While the notion of a simple Lie group is satisfying from the axiomatic perspective, in applications of Lie theory, such as the theory of Riemannian symmetric spaces, somewhat more general notions of semisimple and reductive Lie groups proved to be even more useful. In particular, every connected compact Lie group is reductive, and the study of representations of general reductive groups is a major branch of representation theory.
Unfortunately there is no single standard definition of a simple Lie group. The definition given above is sometimes varied in the following ways:
Connectedness: Usually simple Lie groups are connected by definition. This excludes discrete simple groups (these are zero-dimensional Lie groups that are simple as abstract groups) as well as disconnected orthogonal groups.
Center: Usually simple Lie groups are allowed to have a discrete center; for example, SL2(R) has a center of order 2, but is still counted as a simple Lie group. If the center is non-trivial (and not the whole group) then the simple Lie group is not simple as an abstract group. Some authors require that the center of a simple Lie group be finite (or trivial); the universal cover of SL2(R) is an example of a simple Lie group with infinite center.

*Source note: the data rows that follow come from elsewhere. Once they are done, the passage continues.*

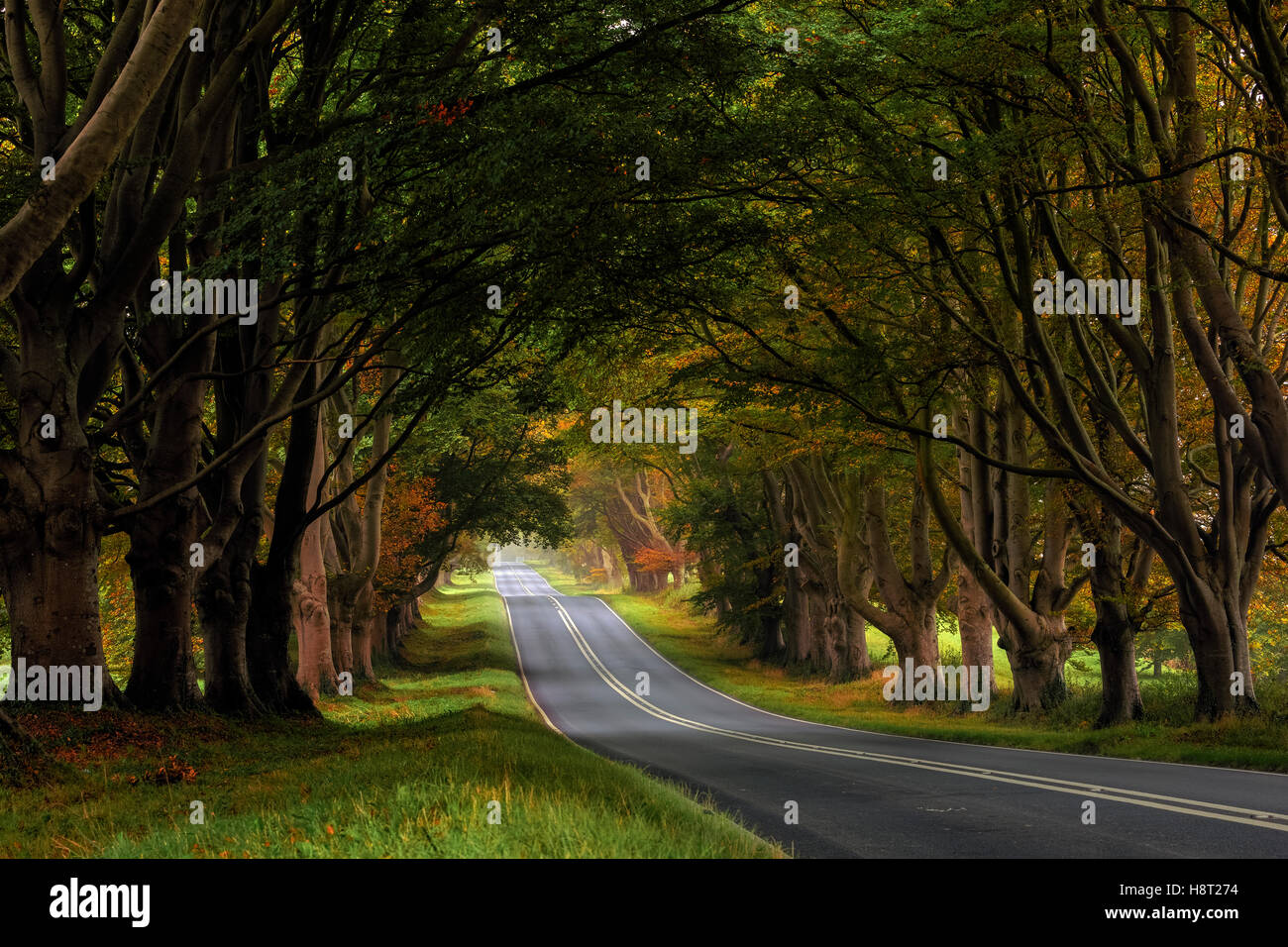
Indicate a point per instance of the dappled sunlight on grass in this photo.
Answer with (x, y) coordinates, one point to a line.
(408, 768)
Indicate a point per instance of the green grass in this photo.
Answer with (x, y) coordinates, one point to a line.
(1167, 732)
(407, 768)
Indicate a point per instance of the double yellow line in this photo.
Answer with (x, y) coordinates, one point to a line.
(1186, 806)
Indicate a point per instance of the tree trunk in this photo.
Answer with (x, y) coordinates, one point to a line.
(50, 545)
(223, 605)
(310, 615)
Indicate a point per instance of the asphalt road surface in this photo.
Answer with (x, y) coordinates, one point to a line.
(868, 793)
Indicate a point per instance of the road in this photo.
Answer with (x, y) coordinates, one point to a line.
(862, 793)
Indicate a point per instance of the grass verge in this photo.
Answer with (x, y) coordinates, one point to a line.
(1167, 733)
(407, 768)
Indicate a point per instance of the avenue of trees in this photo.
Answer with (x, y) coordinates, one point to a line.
(822, 226)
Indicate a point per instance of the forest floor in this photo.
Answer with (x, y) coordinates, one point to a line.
(1166, 733)
(408, 768)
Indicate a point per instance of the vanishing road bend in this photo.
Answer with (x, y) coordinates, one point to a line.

R: Usually the group R of real numbers under addition (and its quotient R/Z) are not counted as simple Lie groups, even though they are connected and have a Lie algebra with no proper non-zero ideals. Occasionally authors define simple Lie groups in such a way that R is simple, though this sometimes seems to be an accident caused by overlooking this case.
Matrix groups: Some authors restrict themselves to Lie groups that can be represented as groups of finite matrices. The metaplectic group is an example of a simple Lie group that cannot be represented in this way.
Complex Lie algebras: The definition of a simple Lie algebra is not stable under the extension of scalars. The complexification of a complex simple Lie algebra, such as sln(C) is semisimple, but not simple.
The most common definition is the one above: simple Lie groups have to be connected, they are allowed to have non-trivial centers (possibly infinite), they need not be representable by finite matrices, and they must be non-abelian.
Such groups are classified using the prior classification of the complex simple Lie algebras: for which see the page on root systems. It is shown that a simple Lie group has a simple Lie algebra that will occur on the list given there, once it is complexified (that is, made into a complex vector space rather than a real one). This reduces the classification to two further matters.
The groups SO(p,q,R) and SO(p+q,R), for example, give rise to different real Lie algebras, but having the same Dynkin diagram. In general there may be different real forms of the same complex Lie algebra.
Relationship of simple Lie algebras to groups
Secondly the Lie algebra only determines uniquely the simply connected (universal) cover G* of the component containing the identity of a Lie group G. It may well happen that G* isn't actually a simple group, for example having a non-trivial center. We have therefore to worry about the global topology, by computing the fundamental group of G (an abelian group: a Lie group is an H-space). This was done by Élie Cartan.
For an example, take the special orthogonal groups in even dimension. With the non-identity matrix −I in the center, these aren't actually simple groups; and having a twofold spin cover, they aren't simply-connected either. They lie 'between' G* and G, in the notation above.
Dr corresponds to the special orthogonal group, SO(2r). Note that SO(4) is not a simple group, though. The Dynkin diagram has two nodes that are not connected. There is a surjective homomorphism from SO(3)* × SO(3)* to SO(4) given by quaternion multiplication; see quaternions and spatial rotation. Therefore the simple groups here start with D3, which as a diagram straightens out to A3. With D4 there is an 'exotic' symmetry of the diagram, corresponding to so-called triality.
For the so-called exceptional cases see G2, F4, E6, E7, and E8. These cases are deemed 'exceptional' because they do not fall into infinite series of groups of increasing dimension. From the point of view of each group taken separately, there is nothing so unusual about them. These exceptional groups were discovered around 1890 in the classification of the simple Lie algebras, over the complex numbers (Wilhelm Killing, re-done by Élie Cartan). For some time it was a research issue to find concrete ways in which they arise, for example as a symmetry group of a differential system.
A simply laced group is a Lie group whose Dynkin diagram only contain simple links, and therefore all the nonzero roots of the corresponding Lie algebra have the same length. The A, D and E series groups are all simply laced, but no group of type B, C, F, or G is simply laced.